Was ist so falsch am Metzger, an lecker und der Mehlschwitze?
Beim Essen gibt es Wörter, die vornehmlich unseren Wiener Freunden die Weißglut ins Gesicht treiben. Warum eigentlich?
In wenigen Minuten ist es wieder so weit. Mindestens drei Kollegen aus unserer Wiener Redaktion werden mich anrufen, weil ich das Wort „Metzger“geschrieben habe. Ja. Sie haben richtig gelesen. Der Metzger ist in Wien nicht salonfähig. Und nein: Wien ist nicht vegan geworden. Aber: „Den ganzen Tag rufen mich dann wieder die Leute an und machen mich darauf aufmerksam, dass in der Teufelsküche ein ganz ein arger Fehler passiert ist“, jammerte zuletzt eine liebe Kollegin. Warum bei dem Wort „Metzger“in Wien die Alarmglocken läuten? Die haben keinen Metzger. Die haben einen Fleischhauer. Und den Wienern ist es offenbar vollkommen egal, dass sich der Metzger in Salzburg, Tirol und Oberösterreich selbst auch Metzger nennt. Der Wiener beharrt darauf, dass unsere Metzger auch Fleischhauer genannt werden müssen. Weiß der Teufel warum. Das führt uns zum schlimmsten aller Wörter, mit denen gutes Essen bezeichnet werden kann: „Lecker!“Da zucken so gut wie alle österreichischen Gourmets aus. Denn „lecker“sagen unsere Lieblingsnachbarn. Kaum leckt sich ein deutscher Gast nach dem ersten Bissen Apfelstrudel die Lippen, seufzt er auch schon mit geschlossenen Augen: „Mmmh, lecker!“Das Wort „lecken“verwenden Österreicher in einem vollkommen anderen Zusammenhang. Da prallen Welten aufeinander.

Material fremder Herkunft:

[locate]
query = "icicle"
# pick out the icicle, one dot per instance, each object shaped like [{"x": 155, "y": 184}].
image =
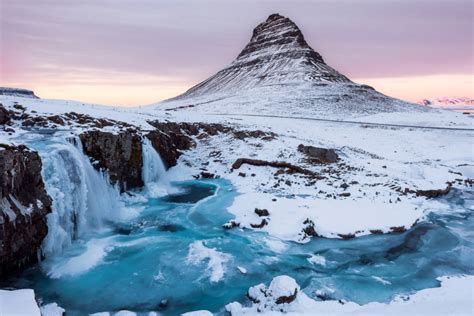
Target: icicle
[
  {"x": 154, "y": 172},
  {"x": 83, "y": 199}
]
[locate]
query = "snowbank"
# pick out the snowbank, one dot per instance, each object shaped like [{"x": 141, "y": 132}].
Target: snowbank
[
  {"x": 331, "y": 218},
  {"x": 453, "y": 297}
]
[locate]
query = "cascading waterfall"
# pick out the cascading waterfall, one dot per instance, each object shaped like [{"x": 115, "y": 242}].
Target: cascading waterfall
[
  {"x": 154, "y": 172},
  {"x": 83, "y": 198}
]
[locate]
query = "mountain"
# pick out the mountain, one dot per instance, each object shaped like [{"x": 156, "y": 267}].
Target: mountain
[
  {"x": 279, "y": 73},
  {"x": 17, "y": 92},
  {"x": 456, "y": 104}
]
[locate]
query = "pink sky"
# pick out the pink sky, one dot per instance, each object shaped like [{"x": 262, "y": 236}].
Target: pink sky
[{"x": 142, "y": 51}]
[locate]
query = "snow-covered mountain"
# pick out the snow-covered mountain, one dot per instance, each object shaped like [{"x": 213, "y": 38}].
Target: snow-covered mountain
[
  {"x": 17, "y": 92},
  {"x": 279, "y": 73}
]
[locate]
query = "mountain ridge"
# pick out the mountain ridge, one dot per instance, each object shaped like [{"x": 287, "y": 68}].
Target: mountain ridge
[{"x": 277, "y": 72}]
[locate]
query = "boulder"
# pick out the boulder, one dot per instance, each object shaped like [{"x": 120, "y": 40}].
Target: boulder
[
  {"x": 118, "y": 154},
  {"x": 24, "y": 204},
  {"x": 4, "y": 115},
  {"x": 319, "y": 155}
]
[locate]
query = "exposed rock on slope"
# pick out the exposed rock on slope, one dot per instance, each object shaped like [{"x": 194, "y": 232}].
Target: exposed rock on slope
[
  {"x": 276, "y": 53},
  {"x": 278, "y": 73},
  {"x": 17, "y": 92},
  {"x": 319, "y": 155},
  {"x": 24, "y": 205},
  {"x": 119, "y": 154}
]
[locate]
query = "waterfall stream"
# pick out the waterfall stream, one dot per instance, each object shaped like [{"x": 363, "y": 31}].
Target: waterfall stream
[
  {"x": 83, "y": 198},
  {"x": 154, "y": 172}
]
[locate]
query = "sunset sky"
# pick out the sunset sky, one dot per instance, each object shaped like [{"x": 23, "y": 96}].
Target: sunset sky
[{"x": 142, "y": 51}]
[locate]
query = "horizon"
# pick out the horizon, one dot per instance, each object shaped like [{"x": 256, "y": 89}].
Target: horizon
[{"x": 65, "y": 52}]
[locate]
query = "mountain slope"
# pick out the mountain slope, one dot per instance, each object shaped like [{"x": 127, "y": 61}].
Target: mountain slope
[{"x": 279, "y": 73}]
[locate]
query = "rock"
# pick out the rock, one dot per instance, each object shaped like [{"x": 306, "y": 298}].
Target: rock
[
  {"x": 4, "y": 115},
  {"x": 319, "y": 155},
  {"x": 262, "y": 212},
  {"x": 282, "y": 290},
  {"x": 231, "y": 224},
  {"x": 262, "y": 224},
  {"x": 17, "y": 92},
  {"x": 169, "y": 140},
  {"x": 434, "y": 193},
  {"x": 398, "y": 229},
  {"x": 118, "y": 154},
  {"x": 207, "y": 175},
  {"x": 24, "y": 204},
  {"x": 309, "y": 230},
  {"x": 346, "y": 236},
  {"x": 276, "y": 164}
]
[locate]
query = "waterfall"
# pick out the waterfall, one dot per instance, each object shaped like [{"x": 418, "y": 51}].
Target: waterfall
[
  {"x": 83, "y": 198},
  {"x": 154, "y": 171}
]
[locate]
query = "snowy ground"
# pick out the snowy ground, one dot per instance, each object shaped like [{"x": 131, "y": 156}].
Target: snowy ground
[{"x": 362, "y": 193}]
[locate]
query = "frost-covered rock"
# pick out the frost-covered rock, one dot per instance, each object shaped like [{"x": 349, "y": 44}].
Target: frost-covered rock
[
  {"x": 18, "y": 302},
  {"x": 278, "y": 73},
  {"x": 52, "y": 309},
  {"x": 24, "y": 205},
  {"x": 119, "y": 154},
  {"x": 17, "y": 92}
]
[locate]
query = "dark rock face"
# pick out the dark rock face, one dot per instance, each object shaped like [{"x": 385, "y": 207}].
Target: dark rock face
[
  {"x": 24, "y": 205},
  {"x": 4, "y": 115},
  {"x": 119, "y": 154},
  {"x": 17, "y": 92},
  {"x": 275, "y": 164},
  {"x": 262, "y": 212},
  {"x": 276, "y": 54},
  {"x": 287, "y": 299},
  {"x": 319, "y": 155},
  {"x": 170, "y": 139},
  {"x": 434, "y": 193}
]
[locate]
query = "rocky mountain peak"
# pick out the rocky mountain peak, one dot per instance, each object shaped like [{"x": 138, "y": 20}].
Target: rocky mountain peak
[
  {"x": 279, "y": 33},
  {"x": 277, "y": 54}
]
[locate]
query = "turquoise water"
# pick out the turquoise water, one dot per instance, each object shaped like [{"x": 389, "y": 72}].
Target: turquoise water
[{"x": 174, "y": 256}]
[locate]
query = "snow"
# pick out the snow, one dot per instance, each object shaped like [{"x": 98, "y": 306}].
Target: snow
[
  {"x": 216, "y": 260},
  {"x": 331, "y": 217},
  {"x": 198, "y": 313},
  {"x": 52, "y": 309},
  {"x": 18, "y": 303},
  {"x": 242, "y": 270},
  {"x": 453, "y": 297}
]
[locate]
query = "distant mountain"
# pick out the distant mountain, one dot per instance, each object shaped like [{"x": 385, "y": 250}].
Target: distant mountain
[
  {"x": 17, "y": 92},
  {"x": 450, "y": 103},
  {"x": 279, "y": 73}
]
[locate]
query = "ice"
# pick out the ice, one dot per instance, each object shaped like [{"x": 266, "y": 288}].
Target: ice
[
  {"x": 216, "y": 260},
  {"x": 18, "y": 303}
]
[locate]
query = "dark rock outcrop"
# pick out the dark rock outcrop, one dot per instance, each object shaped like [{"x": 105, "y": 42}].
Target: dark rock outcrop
[
  {"x": 276, "y": 164},
  {"x": 24, "y": 204},
  {"x": 170, "y": 139},
  {"x": 276, "y": 54},
  {"x": 17, "y": 92},
  {"x": 262, "y": 212},
  {"x": 118, "y": 154},
  {"x": 4, "y": 115},
  {"x": 434, "y": 193},
  {"x": 319, "y": 155}
]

Was etwa mein Kollege Severin Corti vom „Standard“durchaus schade findet. Er schätzt auch beim Schreiben die Vielfalt. Und „lecker“, so meint er, habe durchaus einen sinnlichen Wohlklang. Corti versteht es überhaupt wie kaum ein Zweiter, Essen durch fein geschliffene Sprache zu erfassen. Das Beuschel im Salzburger Weiserhof beschrieb er kürzlich so:
Beschwingt mit Gurkerl, Kapern, Zitronenschale und einem Hauch Sardelle unterfüttert badet das fein geschnittene Lüngerl im cremigen Saft. Bries wird klassisch gebacken und darf innen ein klein wenig rosa sein – so viel besser als die auch in noblen Häusern gepflegte Unart, die Subtilinnerei vorab niederzupochieren, bis nur mehr Flummi überbleibt.
An Cortis Essensbeschreibungen kann man sich kaum satt lesen. Weil er seiner Fantasie keine Grenzen setzt. Man kann schreiben wie ein Koch kocht. Man kann die Grenzen öffnen oder sich einkerkern. Der Unterschied beider Vorgangsweisen ist wie jener der französischen zur englischen Küche. Deshalb schreibe ich jetzt hier – um meine Wiener Kollegen noch einmal ein bisserl aufzuschrecken – ganz unverfroren: „Mehlschwitze!“Ja. Auch das ist ein wunderschönes Wort, das den Vorgang sehr gut beschreibt, Mehl in heiße Butter einzurühren, um die Suppe – wie Corti schon schön schreibt – „schlonzig“zu machen. Wir sagen „Einbrenn“. Eigentlich auch ganz schön fad.